O CnaR trabalha tanto os aspectos médicos e de acesso à saúde médica quanto o apoio social – encaminhamento a abrigos e contato com familiares, por exemplo –, realizando uma abordagem adaptada às necessidades do paciente. Como muitos não sabem ler, por exemplo, a equipe faz a receita médica desenhada, e explica as partes do tratamento de acordo com o nível de conhecimento dos pacientes. “A gente lida com eles como qualquer pessoa. Com eles eu falo de igual para igual”, cita a doutora Thielly Guerra.
A prescrição de medicamentos também é modificada, priorizando remédios que são tomados apenas uma vez, como o benzetacil. Thielly explica que a pessoa pode continuar consumindo álcool ou drogas, mas ainda é melhor tratar o paciente do que correr o risco de desenvolvimento de uma infecção ou sépsis. “Na condição deles, a gente pesa o que é melhor: tomar o antibiótico sabendo que vai beber, ou não tomar e ter uma infecção que pode se agravar”.

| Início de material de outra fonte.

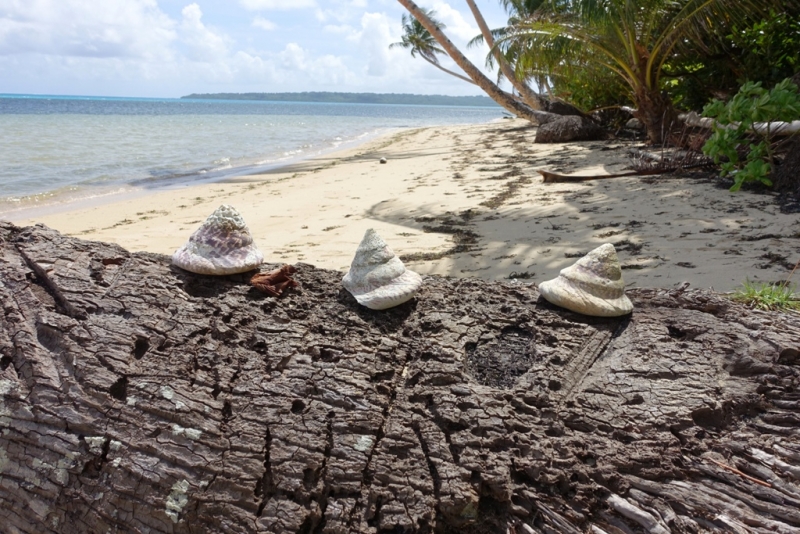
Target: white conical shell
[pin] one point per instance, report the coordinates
(222, 245)
(377, 278)
(593, 285)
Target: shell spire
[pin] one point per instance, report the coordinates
(222, 245)
(377, 278)
(593, 285)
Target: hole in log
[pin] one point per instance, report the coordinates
(709, 418)
(501, 361)
(140, 347)
(676, 333)
(48, 337)
(119, 389)
(789, 356)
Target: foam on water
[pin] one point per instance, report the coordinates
(61, 148)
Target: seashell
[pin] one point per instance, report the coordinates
(593, 285)
(222, 245)
(377, 278)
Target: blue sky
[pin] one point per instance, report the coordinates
(170, 48)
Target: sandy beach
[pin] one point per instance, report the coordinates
(468, 201)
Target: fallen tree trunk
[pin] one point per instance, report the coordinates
(776, 128)
(136, 397)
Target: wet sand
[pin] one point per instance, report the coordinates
(468, 201)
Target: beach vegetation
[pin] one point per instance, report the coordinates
(745, 149)
(767, 296)
(511, 103)
(632, 40)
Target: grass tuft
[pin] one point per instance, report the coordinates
(766, 296)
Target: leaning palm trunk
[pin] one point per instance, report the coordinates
(448, 71)
(527, 94)
(490, 88)
(657, 114)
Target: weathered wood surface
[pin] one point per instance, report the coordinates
(135, 397)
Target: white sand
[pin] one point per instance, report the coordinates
(482, 178)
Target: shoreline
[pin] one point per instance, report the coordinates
(466, 201)
(59, 201)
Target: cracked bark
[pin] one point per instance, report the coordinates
(136, 397)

Franciely destaca que o projeto foca no acolhimento qualificado dessas pessoas. Além do acompanhamento médico, o CnaR realiza encaminhamentos para abrigos ou para o Centro POP e entra em contato com familiares da pessoa quando necessário. “A gente faz essa escuta ativa e esse acolhimento, não é apenas uma mera conversa que você teria com um amigo.” Assim, a equipe consegue algumas vezes convencer o paciente a deixar de consumir álcool, por exemplo, em casos de tratamento de gestantes. “É uma negociação diária”, adiciona Thielly.

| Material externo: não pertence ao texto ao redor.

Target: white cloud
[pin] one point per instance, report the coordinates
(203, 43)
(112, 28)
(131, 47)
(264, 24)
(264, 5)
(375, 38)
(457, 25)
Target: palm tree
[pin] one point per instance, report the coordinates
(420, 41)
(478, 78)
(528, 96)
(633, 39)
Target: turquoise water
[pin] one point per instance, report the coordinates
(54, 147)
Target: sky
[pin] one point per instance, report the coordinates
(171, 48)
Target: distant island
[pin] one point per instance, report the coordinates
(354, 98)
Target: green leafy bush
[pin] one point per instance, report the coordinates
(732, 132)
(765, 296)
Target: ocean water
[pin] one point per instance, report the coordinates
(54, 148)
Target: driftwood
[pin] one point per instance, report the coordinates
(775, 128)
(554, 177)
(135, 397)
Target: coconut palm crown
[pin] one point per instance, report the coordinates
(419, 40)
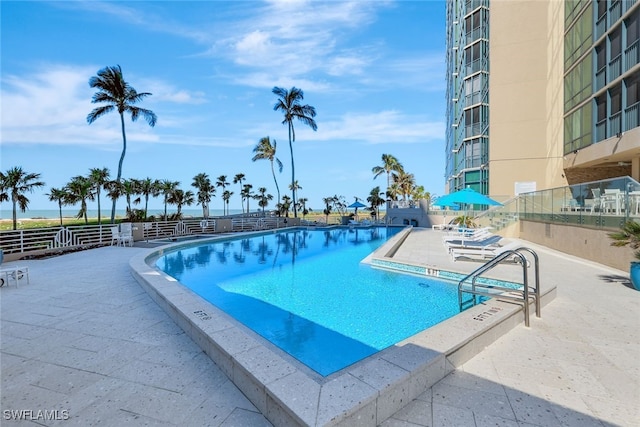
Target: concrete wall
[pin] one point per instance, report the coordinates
(590, 244)
(526, 92)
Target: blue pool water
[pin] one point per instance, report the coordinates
(306, 292)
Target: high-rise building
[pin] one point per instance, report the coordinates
(541, 94)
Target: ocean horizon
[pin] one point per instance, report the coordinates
(105, 213)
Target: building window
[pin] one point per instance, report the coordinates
(473, 90)
(632, 108)
(633, 32)
(602, 8)
(615, 107)
(633, 90)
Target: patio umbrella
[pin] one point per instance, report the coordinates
(357, 205)
(467, 196)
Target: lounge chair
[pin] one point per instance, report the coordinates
(467, 234)
(481, 242)
(115, 235)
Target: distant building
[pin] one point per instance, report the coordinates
(541, 94)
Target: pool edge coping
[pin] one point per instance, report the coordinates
(366, 393)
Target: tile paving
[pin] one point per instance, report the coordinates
(85, 339)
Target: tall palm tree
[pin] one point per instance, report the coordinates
(166, 188)
(265, 151)
(80, 189)
(238, 179)
(58, 195)
(294, 187)
(13, 184)
(222, 182)
(206, 190)
(390, 165)
(116, 93)
(225, 198)
(283, 207)
(98, 178)
(406, 183)
(148, 187)
(289, 103)
(115, 190)
(181, 198)
(302, 203)
(130, 188)
(327, 209)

Os profissionais contam também com a ajuda da comunidade, para que o tratamento da população em situação de rua seja bem-sucedido. Em alguns casos, a equipe do CnaR faz um combinado com donos de comércios locais: o paciente realiza algum serviço para o dono do estabelecimento – arrumar mesas, por exemplo –, em troca de dinheiro ou de um local para guardar os medicamentos. “Eles têm uma rede de apoio, que é um dono de uma loja que abre todo dia, e a gente deixa o remédio com eles”, explica a doutora. Redes de apoio como essas são construídas para garantir o tratamento eficaz do paciente.
As funcionárias trabalham diariamente contra o preconceito, mostrando que não há razão para um julgamento negativo sobre a população em situação de rua. Thielly conta que em seu primeiro dia de trabalho seus colegas acharam que ela foi corajosa ao não ter medo de entrar na cabana de um dos pacientes para examiná-lo. Entrar no local geralmente é necessário para o tratamento, e ela diz que não entende a barreira que as pessoas criam em relação a pessoas em situação de rua. “Medo de quê? Para mim foi algo natural, eu até sinto mau odor, mas não é algo que me impeça e não deveria me impedir de atuar”.

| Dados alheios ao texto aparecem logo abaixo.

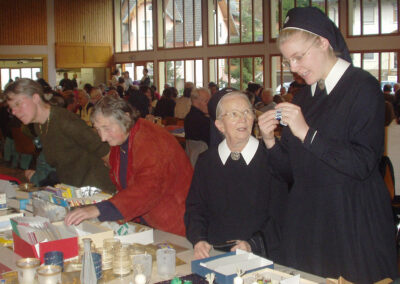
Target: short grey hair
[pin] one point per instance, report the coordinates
(230, 95)
(83, 92)
(195, 94)
(115, 107)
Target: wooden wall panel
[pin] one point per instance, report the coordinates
(79, 55)
(69, 56)
(23, 22)
(83, 21)
(98, 55)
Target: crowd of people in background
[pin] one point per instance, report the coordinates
(255, 183)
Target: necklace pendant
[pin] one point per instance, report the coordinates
(235, 156)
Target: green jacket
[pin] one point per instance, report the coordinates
(74, 150)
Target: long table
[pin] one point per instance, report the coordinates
(187, 257)
(181, 270)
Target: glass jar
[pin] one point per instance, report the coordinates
(122, 263)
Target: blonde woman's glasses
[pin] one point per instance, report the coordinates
(235, 115)
(296, 59)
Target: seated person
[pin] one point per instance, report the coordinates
(234, 202)
(166, 105)
(85, 106)
(149, 167)
(197, 123)
(69, 145)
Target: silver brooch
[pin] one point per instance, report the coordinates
(235, 156)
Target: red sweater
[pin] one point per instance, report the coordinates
(158, 178)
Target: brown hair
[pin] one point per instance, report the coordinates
(307, 36)
(115, 107)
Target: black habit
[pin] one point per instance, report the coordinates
(339, 219)
(235, 201)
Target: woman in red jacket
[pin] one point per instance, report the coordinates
(150, 169)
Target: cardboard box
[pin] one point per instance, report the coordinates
(225, 266)
(69, 246)
(143, 234)
(275, 276)
(5, 216)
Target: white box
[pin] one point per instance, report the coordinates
(275, 276)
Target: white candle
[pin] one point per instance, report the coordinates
(238, 280)
(140, 279)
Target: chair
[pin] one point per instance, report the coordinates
(169, 120)
(194, 148)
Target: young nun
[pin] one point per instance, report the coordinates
(339, 220)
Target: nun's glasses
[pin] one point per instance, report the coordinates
(235, 115)
(297, 58)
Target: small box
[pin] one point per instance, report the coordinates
(5, 216)
(274, 275)
(225, 266)
(69, 246)
(143, 234)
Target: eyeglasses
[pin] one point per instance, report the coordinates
(296, 59)
(235, 115)
(15, 105)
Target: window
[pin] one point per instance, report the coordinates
(369, 56)
(279, 9)
(372, 17)
(382, 65)
(180, 23)
(136, 70)
(236, 72)
(134, 25)
(176, 73)
(12, 73)
(235, 21)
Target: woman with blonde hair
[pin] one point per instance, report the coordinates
(339, 220)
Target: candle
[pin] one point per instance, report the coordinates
(238, 280)
(27, 269)
(49, 274)
(140, 279)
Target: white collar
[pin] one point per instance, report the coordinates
(334, 75)
(248, 151)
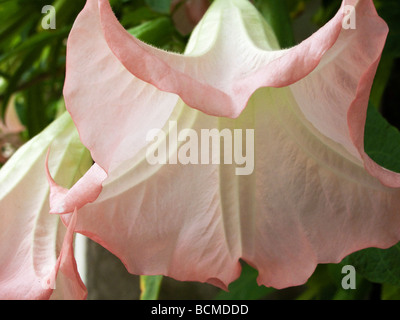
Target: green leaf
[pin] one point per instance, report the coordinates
(162, 6)
(377, 265)
(246, 287)
(277, 15)
(150, 287)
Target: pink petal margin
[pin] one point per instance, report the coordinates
(170, 220)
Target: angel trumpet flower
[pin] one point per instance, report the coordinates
(314, 195)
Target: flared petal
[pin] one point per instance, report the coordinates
(30, 236)
(86, 190)
(313, 197)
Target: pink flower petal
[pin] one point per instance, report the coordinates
(310, 199)
(29, 236)
(84, 191)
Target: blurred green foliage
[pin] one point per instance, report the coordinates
(32, 70)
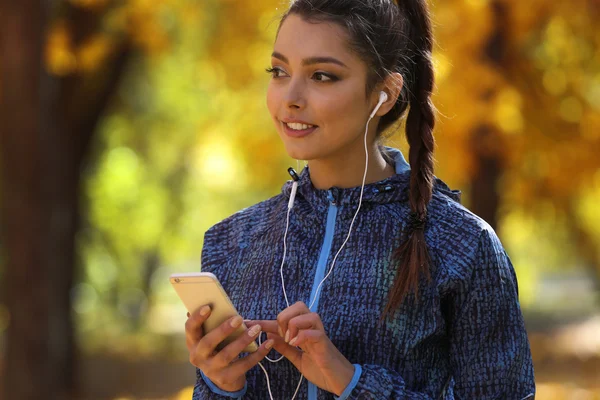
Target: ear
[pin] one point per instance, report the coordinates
(392, 85)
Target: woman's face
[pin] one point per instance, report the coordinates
(317, 80)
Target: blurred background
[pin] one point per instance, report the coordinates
(130, 127)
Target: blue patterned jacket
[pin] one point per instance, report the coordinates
(464, 338)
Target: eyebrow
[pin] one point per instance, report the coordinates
(311, 60)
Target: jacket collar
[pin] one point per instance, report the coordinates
(392, 189)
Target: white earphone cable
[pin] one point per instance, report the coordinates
(334, 259)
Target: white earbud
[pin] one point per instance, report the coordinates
(382, 98)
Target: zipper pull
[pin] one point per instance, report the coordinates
(331, 197)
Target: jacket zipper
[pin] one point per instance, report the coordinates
(321, 267)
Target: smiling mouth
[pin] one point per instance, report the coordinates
(296, 130)
(298, 126)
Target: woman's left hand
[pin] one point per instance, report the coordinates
(318, 360)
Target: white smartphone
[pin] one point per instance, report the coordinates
(196, 289)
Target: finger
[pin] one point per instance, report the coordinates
(243, 365)
(211, 340)
(304, 321)
(193, 325)
(268, 326)
(306, 337)
(292, 311)
(289, 352)
(231, 352)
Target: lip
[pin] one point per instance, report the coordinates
(295, 133)
(299, 121)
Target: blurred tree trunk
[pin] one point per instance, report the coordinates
(487, 141)
(47, 124)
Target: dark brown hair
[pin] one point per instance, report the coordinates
(394, 37)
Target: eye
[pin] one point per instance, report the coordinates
(330, 78)
(274, 72)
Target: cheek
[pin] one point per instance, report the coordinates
(344, 113)
(273, 100)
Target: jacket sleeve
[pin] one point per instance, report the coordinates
(213, 256)
(489, 350)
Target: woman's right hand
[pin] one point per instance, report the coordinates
(223, 368)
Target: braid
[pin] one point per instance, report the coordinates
(395, 37)
(412, 255)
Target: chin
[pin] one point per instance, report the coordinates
(299, 151)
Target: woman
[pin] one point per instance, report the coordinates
(377, 283)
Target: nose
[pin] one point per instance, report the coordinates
(295, 96)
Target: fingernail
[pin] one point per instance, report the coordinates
(236, 322)
(254, 331)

Atualmente, o Consultório na Rua é a única forma de acesso das pessoas em situação de rua à saúde, já que eles não são recebidos na maioria das unidades. Apesar dos vários benefícios do CnaR a essa população, Thielly e Franciely frisam que ele é uma solução temporária, e que o ideal seria que as unidades de saúde realmente acolhessem essa população. “Deveria existir um mundo em que qualquer pessoa poderia acessar uma unidade de saúde”, reforça Thielly.